EMT who took selfies with unconscious patients gets light sentence


Christopher Wimmer, a Florida paramedic who took selfies with unconscious patients, has been sentenced in the case that centered around a “selfie war.” According to reports, Wimmer sent the photos to another paramedic, who was likewise snapping selfies and sending them to Wimmer.

The Panama City News Herald reports that Wimmer and fellow EMS paramedic Kayla Dubois were investigated and charged last year. Both medical professionals had “compromising photos on their phones of patients inside ambulances who were under their care as part of an ongoing ‘selfie war.’”

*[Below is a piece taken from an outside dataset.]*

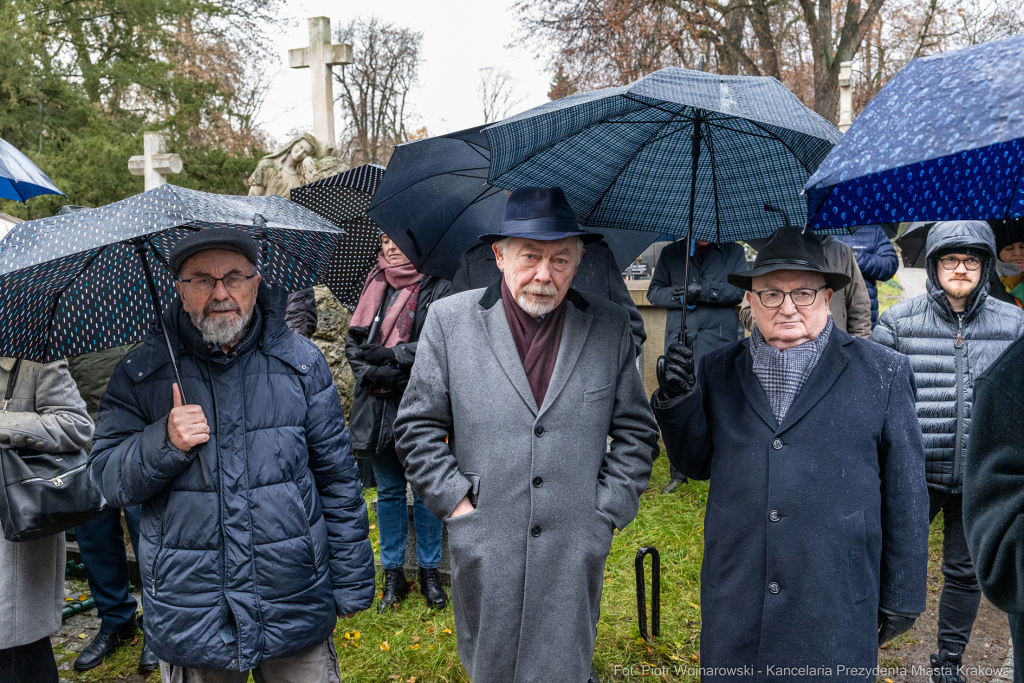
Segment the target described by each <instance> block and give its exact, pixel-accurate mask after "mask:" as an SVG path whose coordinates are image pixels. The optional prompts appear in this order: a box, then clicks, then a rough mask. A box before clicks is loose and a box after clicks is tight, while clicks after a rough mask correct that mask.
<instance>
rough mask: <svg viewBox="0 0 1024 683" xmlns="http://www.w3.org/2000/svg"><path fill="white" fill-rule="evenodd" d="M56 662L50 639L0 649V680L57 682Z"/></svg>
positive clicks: (34, 681) (40, 681) (55, 682)
mask: <svg viewBox="0 0 1024 683" xmlns="http://www.w3.org/2000/svg"><path fill="white" fill-rule="evenodd" d="M59 680H60V678H59V676H57V663H56V661H55V660H54V659H53V648H52V647H51V646H50V639H49V637H47V638H40V639H39V640H37V641H36V642H34V643H29V644H28V645H18V646H17V647H9V648H7V649H3V650H0V681H3V682H4V683H57V681H59Z"/></svg>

Wimmer was sentenced to six months in jail, three years’ probation, and 100-hours of community service. He was also ordered to pay court fees.

Okaloosa County Circuit Judge William Stone barred Wimmer, 35, from working as a paramedic while completing his sentence, the News Herald reported.

Wimmer told the court that he “deeply regretted” what he had done. (See video below.)

“When I see ambulances drive by–every single time–in Boston, it reminds me of the mistakes that I’ve made and how it affected everyone else that was involved,” Wimmer reportedly said.

“To all the patients and their families,” he continued, “I want you to know how sorry I am for the things that I did and the crimes I committed.”

Wimmer reportedly pleaded no contest to seven felony counts of interception and disclosure of oral communications.

He also pleaded guilty to one misdemeanor count of battery, stemming from a photo in which he held open a sedated female patient’s eyelids while posing for a photo.

Wimmer and Dubois were believed to have taken the photos of patients without their consent, using the EMTs’ personal cell phones. The images were taken from inside ambulances, while the patients were being cared for, as part of a contest.

Sheriff Larry Ashley, of the Okaloosa Sheriff’s Office, said the pair were engaged in a “sick, juvenile game” in which each was attempting to be the “most gross” or “most vile” with the patients, which was a humiliating abuse of the patients’ trust.

The investigation revealed 41 patients were photographed and/or recorded.

Wimmer and Dubois

Dubois was sentenced to two years of probation last month.

Wimmer reported to jail on Sep. 22 to start his sentence, according to reports.

One of the victimized patients, Pamela Burman, told the News Herald she felt Wimmer’s sentence was inadequate.

“For him not to get more jail time than he did is adding insult to injury,” she reportedly said. “We were devalued as human beings … and he felt that he could laugh at us.”